Anfangs wollte der Clevelander Kid Cudi eigentlich ein typisches Highschool Album abliefern, das Hip Hop von seiner natürlichsten und geradlinigsten Seite zeigt. Schon auf seinem Debüt Album „Man On The Moon: The End Of The Day“ wurde das deutlich. Doch irgendwie entschloss sich Scott Ramon Seguro Mescudi, wie er mit richtigem Namen heißt, anders und kam vom ursprünglichen Leitfaden ab.
Während das erste Album seine Träume, Albträume und Visionen darstellt, zeigt Cudi sich im neuen Album ungewohnt offen und gibt Einblicke ins wirkliche Leben eines Kid Cudi. Er selbst sagt zur neuen Platte: "Man On The Moon II klingt von Natur aus dunkel. Im Gegensatz zu meinem ersten Album führe ich euch nicht in die Welt meiner Träume, sondern in meine Realität, die gute sowie schlechte Zeiten aufweist. Musikalisch gesehen spiele ich wieder mit den Grenzen verschiedenster Genres. Sehr viele von euch haben Artikel über mich gelesen und denken nun, sie wüssten wer ich bin, aber da täuscht ihr euch. Einige hassen mich und reden mit ihren Kollegen dummes Zeug über mich, aber sie haben nicht die geringste Ahnung, was für eine Person ich wirklich bin. Auf meinem kommenden Album werde ich die Geschichte von Herrn Rager erzählen.“
Genau wie bei der ersten LP ist die neue, ähnlich dem Drama, in fünf Akte unterteilt und zieht mit dem ersten Beat direkt in seinen Bann. Ebenso, wie bei einem klassischen Drama führt Cudi zum Thema hin: "Scott Mescudi Vs. The World" spielt auf den Sinn, nämlich sein wahres Leben zu zeigen, perfekt an. Nicht nur der Text, sondern auch die eher traurig klingenden Sounds untermalen den Opener noch einmal passend. Bis auf einzelne Songs ist auch das gesamte Album voll mit melancholischen Beats.

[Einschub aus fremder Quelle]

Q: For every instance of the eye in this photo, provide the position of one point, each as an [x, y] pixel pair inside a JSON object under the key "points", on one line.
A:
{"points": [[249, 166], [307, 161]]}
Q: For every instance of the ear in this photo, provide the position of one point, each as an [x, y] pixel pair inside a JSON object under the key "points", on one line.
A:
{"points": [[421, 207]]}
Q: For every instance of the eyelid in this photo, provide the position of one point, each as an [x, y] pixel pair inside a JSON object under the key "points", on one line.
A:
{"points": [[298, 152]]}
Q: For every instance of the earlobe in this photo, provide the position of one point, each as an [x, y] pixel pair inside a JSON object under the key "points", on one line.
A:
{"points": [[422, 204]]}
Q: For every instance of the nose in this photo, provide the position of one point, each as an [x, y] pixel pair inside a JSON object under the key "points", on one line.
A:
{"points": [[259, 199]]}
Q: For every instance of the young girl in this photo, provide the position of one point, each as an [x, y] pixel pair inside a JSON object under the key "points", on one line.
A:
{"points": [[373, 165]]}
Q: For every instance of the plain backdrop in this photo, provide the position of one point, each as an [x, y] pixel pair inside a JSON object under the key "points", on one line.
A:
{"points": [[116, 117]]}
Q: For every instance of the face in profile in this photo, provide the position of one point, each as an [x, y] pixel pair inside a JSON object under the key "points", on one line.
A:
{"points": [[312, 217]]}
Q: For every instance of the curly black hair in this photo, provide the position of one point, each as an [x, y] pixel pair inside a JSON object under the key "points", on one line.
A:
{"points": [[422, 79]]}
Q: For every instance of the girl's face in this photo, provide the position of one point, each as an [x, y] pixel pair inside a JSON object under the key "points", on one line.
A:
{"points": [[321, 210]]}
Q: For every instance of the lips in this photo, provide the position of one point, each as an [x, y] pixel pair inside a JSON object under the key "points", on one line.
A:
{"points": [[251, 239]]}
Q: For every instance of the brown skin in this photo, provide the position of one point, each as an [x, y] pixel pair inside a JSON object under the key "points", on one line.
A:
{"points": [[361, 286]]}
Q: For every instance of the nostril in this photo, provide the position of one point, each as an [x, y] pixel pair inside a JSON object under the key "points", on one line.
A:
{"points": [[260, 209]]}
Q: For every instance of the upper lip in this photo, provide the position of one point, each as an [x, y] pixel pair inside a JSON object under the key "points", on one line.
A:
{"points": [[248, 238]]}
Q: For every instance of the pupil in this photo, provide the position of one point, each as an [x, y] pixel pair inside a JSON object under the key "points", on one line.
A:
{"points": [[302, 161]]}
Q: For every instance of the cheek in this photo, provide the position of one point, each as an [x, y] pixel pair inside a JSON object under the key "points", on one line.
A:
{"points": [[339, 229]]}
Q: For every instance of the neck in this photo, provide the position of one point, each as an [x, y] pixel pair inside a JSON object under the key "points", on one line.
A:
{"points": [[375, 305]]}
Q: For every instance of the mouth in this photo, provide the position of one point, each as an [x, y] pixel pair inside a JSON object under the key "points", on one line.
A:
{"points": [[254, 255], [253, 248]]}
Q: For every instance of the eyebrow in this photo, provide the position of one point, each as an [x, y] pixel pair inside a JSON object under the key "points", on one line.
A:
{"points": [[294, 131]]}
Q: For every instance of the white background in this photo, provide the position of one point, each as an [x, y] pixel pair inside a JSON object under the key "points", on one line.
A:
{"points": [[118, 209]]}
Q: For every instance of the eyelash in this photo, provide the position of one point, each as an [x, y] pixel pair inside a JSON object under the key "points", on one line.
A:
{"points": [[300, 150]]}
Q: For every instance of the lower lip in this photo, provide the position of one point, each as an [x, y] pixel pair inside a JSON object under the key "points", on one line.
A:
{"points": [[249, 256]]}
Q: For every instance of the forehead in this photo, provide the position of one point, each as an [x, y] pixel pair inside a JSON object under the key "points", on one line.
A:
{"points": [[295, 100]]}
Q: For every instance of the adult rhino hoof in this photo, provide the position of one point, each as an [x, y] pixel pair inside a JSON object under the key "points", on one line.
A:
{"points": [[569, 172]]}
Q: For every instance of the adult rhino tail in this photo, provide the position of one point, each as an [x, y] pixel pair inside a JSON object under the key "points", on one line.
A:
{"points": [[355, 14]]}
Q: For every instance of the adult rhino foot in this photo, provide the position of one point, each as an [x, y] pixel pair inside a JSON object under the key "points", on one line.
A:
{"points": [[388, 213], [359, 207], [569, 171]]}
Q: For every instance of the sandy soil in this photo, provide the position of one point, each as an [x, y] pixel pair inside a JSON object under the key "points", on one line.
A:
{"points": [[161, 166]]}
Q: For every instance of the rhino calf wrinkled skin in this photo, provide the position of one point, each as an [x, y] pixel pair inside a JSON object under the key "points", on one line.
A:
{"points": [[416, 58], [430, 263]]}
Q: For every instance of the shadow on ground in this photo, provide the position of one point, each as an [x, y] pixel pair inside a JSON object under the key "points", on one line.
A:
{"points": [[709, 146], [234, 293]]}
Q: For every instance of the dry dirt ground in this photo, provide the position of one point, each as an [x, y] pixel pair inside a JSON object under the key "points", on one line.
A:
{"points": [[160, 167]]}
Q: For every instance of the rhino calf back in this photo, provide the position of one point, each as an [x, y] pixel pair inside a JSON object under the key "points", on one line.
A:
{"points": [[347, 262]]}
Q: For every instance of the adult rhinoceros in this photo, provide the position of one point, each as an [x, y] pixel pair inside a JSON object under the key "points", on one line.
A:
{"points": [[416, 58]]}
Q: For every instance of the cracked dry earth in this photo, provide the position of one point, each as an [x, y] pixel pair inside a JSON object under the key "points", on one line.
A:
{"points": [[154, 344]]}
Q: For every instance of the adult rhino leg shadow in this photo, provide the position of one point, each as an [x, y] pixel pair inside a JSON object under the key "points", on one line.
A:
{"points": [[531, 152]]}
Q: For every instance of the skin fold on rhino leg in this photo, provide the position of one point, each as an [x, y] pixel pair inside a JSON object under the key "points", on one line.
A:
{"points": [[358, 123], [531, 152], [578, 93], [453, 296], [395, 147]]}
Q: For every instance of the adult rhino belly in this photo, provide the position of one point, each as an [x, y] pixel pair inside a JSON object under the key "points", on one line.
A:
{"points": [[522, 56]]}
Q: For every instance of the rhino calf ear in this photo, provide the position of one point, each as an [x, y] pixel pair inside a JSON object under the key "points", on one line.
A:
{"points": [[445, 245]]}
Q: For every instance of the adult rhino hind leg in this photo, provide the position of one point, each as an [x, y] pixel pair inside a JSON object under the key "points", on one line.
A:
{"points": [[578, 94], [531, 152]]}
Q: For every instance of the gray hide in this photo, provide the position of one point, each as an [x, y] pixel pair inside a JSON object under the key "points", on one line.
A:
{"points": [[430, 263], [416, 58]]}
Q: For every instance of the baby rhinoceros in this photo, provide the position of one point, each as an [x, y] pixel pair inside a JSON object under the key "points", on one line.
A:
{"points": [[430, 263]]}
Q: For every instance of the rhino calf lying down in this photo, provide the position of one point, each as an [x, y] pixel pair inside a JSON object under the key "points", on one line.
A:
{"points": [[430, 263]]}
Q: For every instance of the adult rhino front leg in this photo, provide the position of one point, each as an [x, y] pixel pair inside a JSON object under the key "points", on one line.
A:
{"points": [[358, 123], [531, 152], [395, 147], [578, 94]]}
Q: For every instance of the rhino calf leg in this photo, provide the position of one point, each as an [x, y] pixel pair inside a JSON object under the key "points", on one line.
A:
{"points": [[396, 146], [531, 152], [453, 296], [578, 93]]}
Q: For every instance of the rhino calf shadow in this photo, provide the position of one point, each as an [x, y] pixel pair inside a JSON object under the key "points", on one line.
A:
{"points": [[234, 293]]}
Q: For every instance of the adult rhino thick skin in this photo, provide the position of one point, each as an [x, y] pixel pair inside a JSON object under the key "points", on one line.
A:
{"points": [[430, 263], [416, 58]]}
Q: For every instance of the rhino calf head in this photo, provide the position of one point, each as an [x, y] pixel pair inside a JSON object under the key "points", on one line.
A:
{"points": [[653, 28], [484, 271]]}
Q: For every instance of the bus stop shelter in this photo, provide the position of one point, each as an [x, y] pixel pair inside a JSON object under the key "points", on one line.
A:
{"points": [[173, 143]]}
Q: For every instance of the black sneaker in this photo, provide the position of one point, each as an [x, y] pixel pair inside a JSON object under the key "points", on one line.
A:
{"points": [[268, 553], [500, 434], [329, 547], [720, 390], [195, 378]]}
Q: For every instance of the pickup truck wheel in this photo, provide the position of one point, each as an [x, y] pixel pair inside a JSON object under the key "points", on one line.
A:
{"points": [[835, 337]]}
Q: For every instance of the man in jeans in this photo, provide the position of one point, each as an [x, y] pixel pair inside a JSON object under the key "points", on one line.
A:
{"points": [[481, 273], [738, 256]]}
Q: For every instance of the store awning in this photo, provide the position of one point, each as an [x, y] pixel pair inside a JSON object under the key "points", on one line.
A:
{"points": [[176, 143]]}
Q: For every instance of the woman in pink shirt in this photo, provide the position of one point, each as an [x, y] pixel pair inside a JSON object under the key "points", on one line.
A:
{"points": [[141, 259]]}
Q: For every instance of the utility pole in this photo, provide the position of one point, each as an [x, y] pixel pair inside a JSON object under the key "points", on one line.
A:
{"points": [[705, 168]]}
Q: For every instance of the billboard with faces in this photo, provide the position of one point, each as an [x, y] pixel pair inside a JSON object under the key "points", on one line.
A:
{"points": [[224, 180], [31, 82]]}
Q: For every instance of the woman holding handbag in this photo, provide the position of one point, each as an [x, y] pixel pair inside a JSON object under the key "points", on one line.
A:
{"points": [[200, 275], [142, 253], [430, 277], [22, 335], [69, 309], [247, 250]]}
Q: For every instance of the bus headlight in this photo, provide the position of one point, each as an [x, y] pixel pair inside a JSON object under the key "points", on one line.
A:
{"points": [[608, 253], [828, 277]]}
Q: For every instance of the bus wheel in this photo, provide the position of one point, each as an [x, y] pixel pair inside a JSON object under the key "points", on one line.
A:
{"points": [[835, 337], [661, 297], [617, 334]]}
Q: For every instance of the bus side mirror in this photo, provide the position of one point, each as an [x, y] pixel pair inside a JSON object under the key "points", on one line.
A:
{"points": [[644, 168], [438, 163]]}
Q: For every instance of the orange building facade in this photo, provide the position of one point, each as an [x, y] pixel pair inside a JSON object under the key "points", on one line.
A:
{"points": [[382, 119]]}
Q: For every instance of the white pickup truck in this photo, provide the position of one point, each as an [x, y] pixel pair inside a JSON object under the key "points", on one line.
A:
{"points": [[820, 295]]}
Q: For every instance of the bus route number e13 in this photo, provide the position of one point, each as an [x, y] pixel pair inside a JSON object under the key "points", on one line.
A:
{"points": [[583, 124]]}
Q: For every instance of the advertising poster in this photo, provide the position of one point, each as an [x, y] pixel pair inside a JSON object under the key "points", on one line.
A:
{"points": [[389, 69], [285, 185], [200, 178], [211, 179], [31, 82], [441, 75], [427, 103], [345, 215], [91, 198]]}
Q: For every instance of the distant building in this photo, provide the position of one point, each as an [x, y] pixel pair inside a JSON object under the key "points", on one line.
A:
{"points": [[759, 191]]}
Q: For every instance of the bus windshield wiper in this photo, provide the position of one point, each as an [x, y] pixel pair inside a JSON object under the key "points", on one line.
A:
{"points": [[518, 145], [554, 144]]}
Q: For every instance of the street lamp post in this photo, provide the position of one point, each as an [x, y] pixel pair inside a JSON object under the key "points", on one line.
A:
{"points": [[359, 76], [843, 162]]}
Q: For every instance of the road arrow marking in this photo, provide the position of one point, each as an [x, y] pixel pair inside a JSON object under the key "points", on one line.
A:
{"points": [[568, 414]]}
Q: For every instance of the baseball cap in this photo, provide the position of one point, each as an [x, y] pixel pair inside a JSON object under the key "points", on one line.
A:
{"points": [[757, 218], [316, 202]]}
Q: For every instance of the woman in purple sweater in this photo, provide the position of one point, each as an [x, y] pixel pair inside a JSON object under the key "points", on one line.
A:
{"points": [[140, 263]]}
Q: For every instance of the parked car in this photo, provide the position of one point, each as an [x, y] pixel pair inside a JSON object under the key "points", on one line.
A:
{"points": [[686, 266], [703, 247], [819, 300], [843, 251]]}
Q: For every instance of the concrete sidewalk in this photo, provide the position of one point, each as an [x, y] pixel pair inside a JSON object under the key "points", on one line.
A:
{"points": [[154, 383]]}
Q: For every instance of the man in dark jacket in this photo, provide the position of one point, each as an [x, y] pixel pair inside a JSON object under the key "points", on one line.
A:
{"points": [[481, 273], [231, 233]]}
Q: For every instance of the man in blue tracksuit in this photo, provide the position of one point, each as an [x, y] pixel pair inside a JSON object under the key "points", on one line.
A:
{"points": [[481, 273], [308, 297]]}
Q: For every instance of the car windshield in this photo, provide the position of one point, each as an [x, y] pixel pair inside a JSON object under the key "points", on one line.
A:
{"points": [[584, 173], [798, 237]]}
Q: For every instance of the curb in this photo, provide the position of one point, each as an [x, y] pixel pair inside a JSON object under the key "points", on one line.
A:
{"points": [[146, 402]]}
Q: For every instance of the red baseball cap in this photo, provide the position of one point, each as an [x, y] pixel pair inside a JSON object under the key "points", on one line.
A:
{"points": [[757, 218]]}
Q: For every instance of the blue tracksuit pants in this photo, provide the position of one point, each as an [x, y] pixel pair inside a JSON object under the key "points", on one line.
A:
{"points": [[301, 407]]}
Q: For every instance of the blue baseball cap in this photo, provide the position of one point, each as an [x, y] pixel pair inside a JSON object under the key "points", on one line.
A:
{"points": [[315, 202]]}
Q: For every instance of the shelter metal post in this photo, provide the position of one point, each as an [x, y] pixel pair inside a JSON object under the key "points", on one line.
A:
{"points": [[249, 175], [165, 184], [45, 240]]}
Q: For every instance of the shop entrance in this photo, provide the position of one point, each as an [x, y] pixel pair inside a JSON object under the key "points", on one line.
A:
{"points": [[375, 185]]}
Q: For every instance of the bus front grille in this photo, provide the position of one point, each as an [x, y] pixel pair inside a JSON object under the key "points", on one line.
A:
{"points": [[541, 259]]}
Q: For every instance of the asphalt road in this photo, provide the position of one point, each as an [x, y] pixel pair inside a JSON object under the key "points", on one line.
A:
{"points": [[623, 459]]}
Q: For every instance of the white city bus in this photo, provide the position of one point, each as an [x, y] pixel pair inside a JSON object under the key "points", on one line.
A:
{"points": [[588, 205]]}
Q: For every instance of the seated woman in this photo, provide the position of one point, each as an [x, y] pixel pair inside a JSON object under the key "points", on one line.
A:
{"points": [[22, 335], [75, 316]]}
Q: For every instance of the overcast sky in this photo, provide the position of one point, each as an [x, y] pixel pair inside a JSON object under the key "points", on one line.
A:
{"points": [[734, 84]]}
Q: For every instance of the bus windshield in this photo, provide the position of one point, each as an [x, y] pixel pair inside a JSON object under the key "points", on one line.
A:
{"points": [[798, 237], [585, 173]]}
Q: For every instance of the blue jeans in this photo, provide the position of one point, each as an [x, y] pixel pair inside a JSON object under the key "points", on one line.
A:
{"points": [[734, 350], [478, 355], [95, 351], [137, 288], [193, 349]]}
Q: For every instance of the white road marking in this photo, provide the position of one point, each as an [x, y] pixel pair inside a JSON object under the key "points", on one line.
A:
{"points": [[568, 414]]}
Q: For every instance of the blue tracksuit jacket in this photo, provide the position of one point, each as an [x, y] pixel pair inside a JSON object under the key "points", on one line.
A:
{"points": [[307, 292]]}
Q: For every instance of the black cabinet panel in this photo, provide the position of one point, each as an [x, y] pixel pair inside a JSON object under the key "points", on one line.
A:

Eigentlich sollte die neue Platte „Cudder: The Revolution of Evolution“ heißen, doch Cudi entschloss sich dann doch dazu, sein neues Album an das Alte anzuknüpfen. Und so entstand „Man On The Moon II: The Legend Of Mr. Rager“, ein, wie wir finden, überaus gelungenes Album, das noch einiges mehr verspricht. Aber wir fragen uns, wo die ganzen Partytunes á la „Day’n’Night“ oder „Memories“ abgeblieben sind.